DVAA Member since 2015
Mark Conti is a photographer of forests and figures, of portraits and the poetry of the human figure, of cityscapes and landscapes, working to capture images that connect his inner vision with the observed world.
Born and raised in the Philadelphia region, Conti studied at Juniata College, receiving a degree in photography and English literature. Continuing his studies throughout his career, Mark’s education included photography workshops at several noted institutions including Apeiron, Peters Valley and the Art Kane/Cape May Photographic Workshops, studying with such diverse photographers as Ralph Gibson, Art Kane, Linda Connor, George Tice, Larry Fink, Tom Carabasi and Antonin Kratochvil. From there, Conti went on to teach photography workshops at Juniata College and The Cape May Photographic Workshops.
Mark Conti has been making fine art photographs crossing a wide range of subjects for over 30 years. From his early years at Juniata with a gallery show and valuable experience photo-editing the college yearbook to pursuing freelance commercial work and commission portraiture throughout his career, Conti has been on a storied photographic journey in both black and white, and color.
Working in traditional black and white in the full range of camera formats up to 8 x 10 inches, Conti has also produced work using non-silver processes such as gum bichromate and cyanotypes.

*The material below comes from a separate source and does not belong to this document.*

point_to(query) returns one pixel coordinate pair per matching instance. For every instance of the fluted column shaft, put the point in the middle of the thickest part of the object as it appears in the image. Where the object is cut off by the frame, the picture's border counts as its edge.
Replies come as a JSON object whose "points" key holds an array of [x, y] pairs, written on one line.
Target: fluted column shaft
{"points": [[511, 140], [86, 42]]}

Currently focused on digital imaging, he produces his own prints, as he believes strongly that this is a critical element of the overall vision of the artist.
A core focus of Conti’s work in his early years centered on perplexing images that presented fragmentary views of the landscape and man-made objects. This work mirrors the disorienting aspects of life and culture in the late 20th century and the “macro” landscapes and abstract images challenge viewers to react to a fragmented view of the world and compare it to their own experience.
Conti’s photography expanded to include the human figure in the landscape. These photographs combine the earlier fragmentary view of the landscape with the human form. Executed with conventional materials and special techniques using infrared film, his figure work contrasts strong landscape elements with the body, setting the figure in sharp relief from the environment – suggesting isolation while focusing attention on the body’s relationship to the land.
Mark Conti’s most recent work is focused on abstraction where form and color speak in less direct but no less powerful ways to the viewer. This latest work, while born of the photographic process, shares much in common with painting and printmaking.
“My photography from the early 1970’s through the mid 2000’s was produced using traditional black and white film, with all developing and printing done personally in a traditional darkroom. This experience informed my current use of digital imaging technologies, as I bring traditional techniques to the digital exposure and printing processes, relating directly to older mediums and materials. My belief is that the technical aspect of photography is one of the primary components of the overall vision of the artist. Personally controlling the process enhances my vision by providing feedback to the concept stage of the work and by serving as a means of closure to the working method.
I am concerned with and focused on the forms and content before me. Unlike mediums such as painting, where composition grows stroke by stroke in an additive way, photography is an organizational activity driven by the selection process. As there are no images without light, I react to illumination as a primary definer of form. My goal is to organize these forms and gather light in a way that allows the final image to become its own reality and, as much as possible, serve as its own source of light.
Subject wise, my work is varied, and I am equally drawn to natural and man-made subjects, often finding recurring forms in disparate images.
These shared forms in various images suggest series-based imagery that grows from common connections that come to inform one another and are often an unexpected discovery on my part. The art, then, is ahead of the artist, enlightening and contributing to further to growth.
Selection and organization in the camera and subsequent interpretation by the materials creates images that I hope invites the viewer to reexamine what is before them as if seeing it for the first time, every time.”